It's getting to the point of no return, Sox lose again on a defensive error …
Susan:
The Red Sox defensive difficulties have reached crisis proportions.
Tara:
I'm still not pushing the panic button. Still think the season will come down to two short series in October. They just need to stay healthy. Doesn't mean I'm not seeking out alternative forms of entertainment at this point.
Susan:
The Red Sox have become too painful to watch on a regular basis. You been following this freak on Jeopardy?
Tara:
The Stormin' Mormon whose winnings now total $662,760? You bet your sweet ass I have. Have to taste victory somehow.
Susan:
Nevah evah seen a dude run the board like this Ken Jennings does.
Tara:
In every mofo category. Amazing.
Susan:
I always thought it'd be cool if they had a Red Sox category. [Taking on smarmy Jeopardy contestant voice] "I'll take 'Sox Talk' for $600, Alex."
Tara:
[Making Jeopardy sounds] Ding, Ding that's the Daily effin' Double, Circle.
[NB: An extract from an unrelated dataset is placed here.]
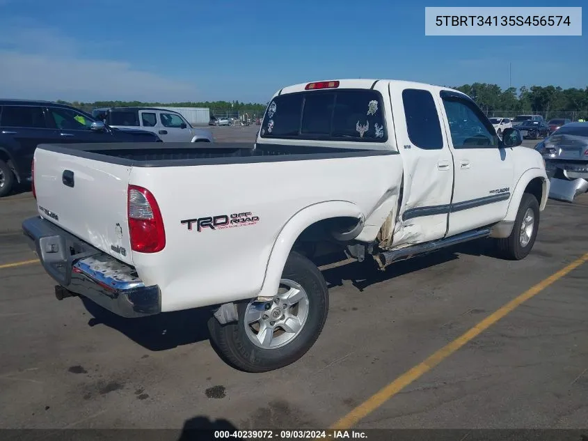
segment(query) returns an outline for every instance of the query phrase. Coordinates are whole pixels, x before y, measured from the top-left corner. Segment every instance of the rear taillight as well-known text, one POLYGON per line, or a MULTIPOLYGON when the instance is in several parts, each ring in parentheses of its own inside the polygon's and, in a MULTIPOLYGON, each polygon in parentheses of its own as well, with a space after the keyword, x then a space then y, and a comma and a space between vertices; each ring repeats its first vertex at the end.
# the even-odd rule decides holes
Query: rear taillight
POLYGON ((33 197, 37 199, 37 192, 35 191, 35 160, 31 163, 31 188, 33 190, 33 197))
POLYGON ((151 192, 129 185, 127 210, 131 249, 140 253, 157 253, 165 248, 164 219, 151 192))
How much do you wish to wager.
Susan:
Let it ride, Alex, the whole fucking pot Trebech.
Tara:
For $1200 then and the lead: The reason most Red Sox fans cite for wanting to step on the third rail of a Green Line train.
Susan:
What is bases loaded, no outs, and the lame ass hitters go three and out without bringing a single runner home?
Tara:
Sad but, true. Sad but, true. Meanwhile I can't help but wonder …
Susan:
[Interrupting] How many Red Sox fans rooting for this guy it'll take before the critical bad mojo point is reached and he goes down in flames?